Изменить стиль страницы

 Дом, ненавидимый матерью, стал его единственным пристанищем, о котором никто не знал. Его логовом, его норой, в которую можно спрятаться от мира, где можно окунуться в свои мысли и дать волю чувствам. Здесь темно, холодно, в воздухе повис тяжелый запах бальзамических масел, гнили и увядших цветов. Матушка любила цветы. Особенно те, что росли в городе под окнами красивых и чистых домов, а не сорняки с побережья.

 — Я все сделал. — Звук собственного охрипшего голоса развеял застоявшуюся тишину подземелья. — Матушка...я видел их, они мертвы! Все!

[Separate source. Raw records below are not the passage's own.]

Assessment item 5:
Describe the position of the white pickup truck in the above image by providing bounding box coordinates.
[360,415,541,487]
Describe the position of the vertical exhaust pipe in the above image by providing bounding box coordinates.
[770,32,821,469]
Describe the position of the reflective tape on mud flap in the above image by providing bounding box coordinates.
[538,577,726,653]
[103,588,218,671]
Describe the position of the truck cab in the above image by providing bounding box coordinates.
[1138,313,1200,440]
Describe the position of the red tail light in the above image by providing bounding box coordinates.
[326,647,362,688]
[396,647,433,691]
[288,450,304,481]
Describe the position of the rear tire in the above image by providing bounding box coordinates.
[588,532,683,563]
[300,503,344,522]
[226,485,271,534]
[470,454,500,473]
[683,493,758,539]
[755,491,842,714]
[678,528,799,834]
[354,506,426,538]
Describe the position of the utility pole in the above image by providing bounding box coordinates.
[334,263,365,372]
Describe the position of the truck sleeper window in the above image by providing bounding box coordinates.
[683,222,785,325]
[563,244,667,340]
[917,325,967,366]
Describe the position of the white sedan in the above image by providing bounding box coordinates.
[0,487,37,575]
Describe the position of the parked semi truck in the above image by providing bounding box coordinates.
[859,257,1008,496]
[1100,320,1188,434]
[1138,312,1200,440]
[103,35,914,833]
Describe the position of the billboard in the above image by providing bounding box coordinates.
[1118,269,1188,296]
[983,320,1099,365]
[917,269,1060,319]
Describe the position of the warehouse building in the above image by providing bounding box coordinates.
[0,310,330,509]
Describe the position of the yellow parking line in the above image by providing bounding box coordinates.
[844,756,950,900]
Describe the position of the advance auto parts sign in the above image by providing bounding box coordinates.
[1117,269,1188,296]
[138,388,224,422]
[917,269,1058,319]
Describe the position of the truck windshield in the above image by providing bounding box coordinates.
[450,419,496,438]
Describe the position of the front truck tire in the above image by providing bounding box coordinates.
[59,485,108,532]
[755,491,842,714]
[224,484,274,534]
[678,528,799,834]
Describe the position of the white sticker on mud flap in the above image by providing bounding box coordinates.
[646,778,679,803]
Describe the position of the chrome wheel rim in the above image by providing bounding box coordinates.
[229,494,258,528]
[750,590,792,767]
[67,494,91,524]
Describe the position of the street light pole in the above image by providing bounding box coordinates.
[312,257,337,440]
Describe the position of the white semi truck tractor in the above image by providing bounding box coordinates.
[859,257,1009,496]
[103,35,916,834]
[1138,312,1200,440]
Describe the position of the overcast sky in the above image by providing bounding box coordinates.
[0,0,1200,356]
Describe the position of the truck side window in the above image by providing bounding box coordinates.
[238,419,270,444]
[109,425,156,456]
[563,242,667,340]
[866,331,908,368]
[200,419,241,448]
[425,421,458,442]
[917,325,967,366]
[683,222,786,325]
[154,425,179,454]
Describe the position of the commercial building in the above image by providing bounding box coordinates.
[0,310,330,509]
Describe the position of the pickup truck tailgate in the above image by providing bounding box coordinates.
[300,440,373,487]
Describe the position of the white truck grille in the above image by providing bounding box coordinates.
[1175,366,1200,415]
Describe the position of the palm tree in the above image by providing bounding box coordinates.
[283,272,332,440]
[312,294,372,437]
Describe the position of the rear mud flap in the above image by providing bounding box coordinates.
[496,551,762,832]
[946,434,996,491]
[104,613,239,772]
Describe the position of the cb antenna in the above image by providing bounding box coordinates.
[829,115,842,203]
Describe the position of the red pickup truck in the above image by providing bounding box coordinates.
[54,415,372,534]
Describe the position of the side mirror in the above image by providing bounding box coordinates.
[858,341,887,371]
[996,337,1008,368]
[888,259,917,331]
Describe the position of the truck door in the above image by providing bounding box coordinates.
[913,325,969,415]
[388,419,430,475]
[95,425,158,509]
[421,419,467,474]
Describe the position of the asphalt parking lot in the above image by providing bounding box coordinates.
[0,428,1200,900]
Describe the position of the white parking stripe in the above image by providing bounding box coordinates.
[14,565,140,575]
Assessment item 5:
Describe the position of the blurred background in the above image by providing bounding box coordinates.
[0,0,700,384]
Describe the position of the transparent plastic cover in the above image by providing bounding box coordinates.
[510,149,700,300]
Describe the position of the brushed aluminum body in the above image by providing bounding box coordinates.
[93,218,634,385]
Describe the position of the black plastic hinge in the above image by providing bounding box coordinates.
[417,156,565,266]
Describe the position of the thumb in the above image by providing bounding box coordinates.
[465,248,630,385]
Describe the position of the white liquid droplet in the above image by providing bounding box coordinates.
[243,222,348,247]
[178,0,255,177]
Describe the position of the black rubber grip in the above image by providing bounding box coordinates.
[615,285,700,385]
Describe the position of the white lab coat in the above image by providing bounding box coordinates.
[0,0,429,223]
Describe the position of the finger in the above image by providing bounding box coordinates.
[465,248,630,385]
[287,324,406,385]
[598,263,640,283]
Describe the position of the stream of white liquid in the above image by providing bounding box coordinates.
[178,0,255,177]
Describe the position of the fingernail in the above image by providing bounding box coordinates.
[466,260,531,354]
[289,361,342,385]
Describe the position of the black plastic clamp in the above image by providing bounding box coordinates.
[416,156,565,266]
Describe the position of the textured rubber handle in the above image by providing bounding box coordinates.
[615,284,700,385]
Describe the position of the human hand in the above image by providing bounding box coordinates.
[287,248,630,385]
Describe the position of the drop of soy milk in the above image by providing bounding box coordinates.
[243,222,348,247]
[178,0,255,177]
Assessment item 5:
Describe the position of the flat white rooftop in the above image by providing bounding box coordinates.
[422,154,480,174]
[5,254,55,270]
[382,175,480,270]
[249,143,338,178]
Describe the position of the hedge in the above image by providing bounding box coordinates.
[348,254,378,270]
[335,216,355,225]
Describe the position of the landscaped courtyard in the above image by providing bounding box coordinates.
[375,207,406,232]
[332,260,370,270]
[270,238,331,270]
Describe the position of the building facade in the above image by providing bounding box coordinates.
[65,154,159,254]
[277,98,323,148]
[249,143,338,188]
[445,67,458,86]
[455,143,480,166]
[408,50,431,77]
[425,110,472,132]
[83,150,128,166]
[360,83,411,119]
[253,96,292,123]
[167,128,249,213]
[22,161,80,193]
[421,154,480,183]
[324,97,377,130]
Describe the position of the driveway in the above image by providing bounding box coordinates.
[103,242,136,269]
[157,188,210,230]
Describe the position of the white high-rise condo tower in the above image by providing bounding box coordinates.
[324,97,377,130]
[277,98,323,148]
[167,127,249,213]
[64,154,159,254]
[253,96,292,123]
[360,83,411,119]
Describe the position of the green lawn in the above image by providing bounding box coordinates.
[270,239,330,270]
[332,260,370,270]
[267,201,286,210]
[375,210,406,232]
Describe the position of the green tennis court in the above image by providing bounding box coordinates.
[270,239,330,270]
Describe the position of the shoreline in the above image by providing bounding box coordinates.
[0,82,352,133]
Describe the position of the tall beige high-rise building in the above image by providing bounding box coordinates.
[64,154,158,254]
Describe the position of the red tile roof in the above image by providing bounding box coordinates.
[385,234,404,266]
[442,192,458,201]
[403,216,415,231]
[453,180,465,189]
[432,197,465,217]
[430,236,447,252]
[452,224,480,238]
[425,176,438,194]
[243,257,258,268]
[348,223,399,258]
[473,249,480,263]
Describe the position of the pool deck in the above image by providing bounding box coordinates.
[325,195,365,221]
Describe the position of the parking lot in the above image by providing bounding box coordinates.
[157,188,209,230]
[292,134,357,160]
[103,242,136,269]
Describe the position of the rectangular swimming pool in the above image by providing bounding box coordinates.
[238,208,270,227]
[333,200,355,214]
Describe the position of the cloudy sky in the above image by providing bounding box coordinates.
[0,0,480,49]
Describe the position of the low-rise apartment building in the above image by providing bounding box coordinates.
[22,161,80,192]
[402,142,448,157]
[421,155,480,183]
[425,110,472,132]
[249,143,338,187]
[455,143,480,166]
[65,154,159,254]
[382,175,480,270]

 К глазам подступили слезы радости и облегчения, которых здесь можно было не стыдиться. Матушка все понимала и гордилась им, ее пустые глаза смотрели ласково, она улыбалась растрескавшимися изжелта-серыми губами. Она давала ему время отдохнуть перед последним шагом.

 Чувство эйфории утихло, темными птицами пролетели мысли, в последние дни изгнанные из головы подальше, дабы не омрачать триумф.

 Лашанс еще жив. Благодаря собственному везению, милосердию Слушателя и его собственному промаху.

 Он мог закончить все еще там. Ему хватило бы секунды, чтобы перерезать полукровке глотку: она даже не пыталась вырваться. Ничего не стоило убить ее и получить удар кинжалом в ответ. Если бы повезло, он увидел бы, как Аркуэн убивает Лашанса.

 — Матушка... — Голос дрогнул, тяжелый взгляд матери уничтожил остатки радости, напоминая об ошибке.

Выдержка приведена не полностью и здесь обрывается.